Other results indicated uncertainty over increased costs among companies within the industrial sector. Raw material costs were a concern for 47 percent of respondents, while 15 percent said it was the single biggest issue facing their company this year. Rising energy costs was cited by 40 percent of respondents as an area of increased focus, with 12 percent citing it as their greatest concern.

Overall, results of the survey imply optimism within the marketplace. More than 90 percent of survey respondents foresee their spending increasing or remaining the same in the second half of 2006, as compared to the first half of the year. Additionally, 71 percent of companies anticipate their 2006 revenue will be ahead of 2005.

Sales and operations planning Traditional S&OP Seen Failing to Improve Corporate Performance

Companies' sales and operations planning (S&OP) processes are failing to improve enterprise-wide performance, and few companies believe that their S&OP process is adequate, according to a new Aberdeen benchmark report of more than 140 companies. "Current S&OP processes are failing to deliver the financial results expected," said Nari Viswanathan, research director at Aberdeen and author of the report. "Our research shows that best-in-class companies are moving past traditional S&OP toward 'integrated business planning.' This is a technology-enabled process that supports profit optimization and includes all elements of demand, supply and financial analysis in relation to business goals and strategy."

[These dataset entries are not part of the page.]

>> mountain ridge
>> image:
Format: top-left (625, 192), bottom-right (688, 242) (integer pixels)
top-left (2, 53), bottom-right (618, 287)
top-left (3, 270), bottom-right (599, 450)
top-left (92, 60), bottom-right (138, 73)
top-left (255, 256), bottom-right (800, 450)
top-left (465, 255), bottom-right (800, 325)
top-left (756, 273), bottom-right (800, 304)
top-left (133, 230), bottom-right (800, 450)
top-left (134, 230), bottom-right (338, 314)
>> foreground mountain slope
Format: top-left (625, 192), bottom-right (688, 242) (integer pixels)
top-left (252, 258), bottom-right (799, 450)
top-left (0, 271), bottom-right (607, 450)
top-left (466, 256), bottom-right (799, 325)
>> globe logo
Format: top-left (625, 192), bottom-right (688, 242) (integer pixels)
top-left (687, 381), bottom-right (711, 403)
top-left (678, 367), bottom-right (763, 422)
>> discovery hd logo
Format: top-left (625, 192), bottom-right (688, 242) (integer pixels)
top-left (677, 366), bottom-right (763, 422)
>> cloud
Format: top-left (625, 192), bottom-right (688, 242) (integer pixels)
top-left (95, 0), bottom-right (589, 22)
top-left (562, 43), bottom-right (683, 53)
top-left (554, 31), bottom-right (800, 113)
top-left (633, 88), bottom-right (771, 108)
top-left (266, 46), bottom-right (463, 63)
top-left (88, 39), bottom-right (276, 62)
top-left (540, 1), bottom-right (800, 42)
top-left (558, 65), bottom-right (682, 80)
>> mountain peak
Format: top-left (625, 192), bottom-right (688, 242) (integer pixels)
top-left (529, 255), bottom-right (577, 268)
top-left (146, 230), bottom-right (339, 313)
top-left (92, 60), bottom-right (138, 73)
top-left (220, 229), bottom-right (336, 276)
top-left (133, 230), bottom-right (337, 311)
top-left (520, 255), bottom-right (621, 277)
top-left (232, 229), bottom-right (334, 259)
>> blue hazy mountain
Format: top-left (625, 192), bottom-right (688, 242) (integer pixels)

According to the Aberdeen report, companies today have under-invested in supporting S&OP technology:

  • More than 40 percent of respondents report they use spreadsheets for their S&OP processes;
  • Only 16 percent of companies employ best-of-breed S&OP technology.

"One impact of poor technology is that three-quarters of companies say they don't have adequate executive-level reporting on the key performance indicators of their S&OP process," added Viswanathan.

Fortunately, Viswanathan said, companies with best-in-class order fill rates plan to spend more on S&OP technology than their peers (an average of $250,000), indicating that the best-in-class companies see S&OP technology as critical to improving on their already strong corporate performance.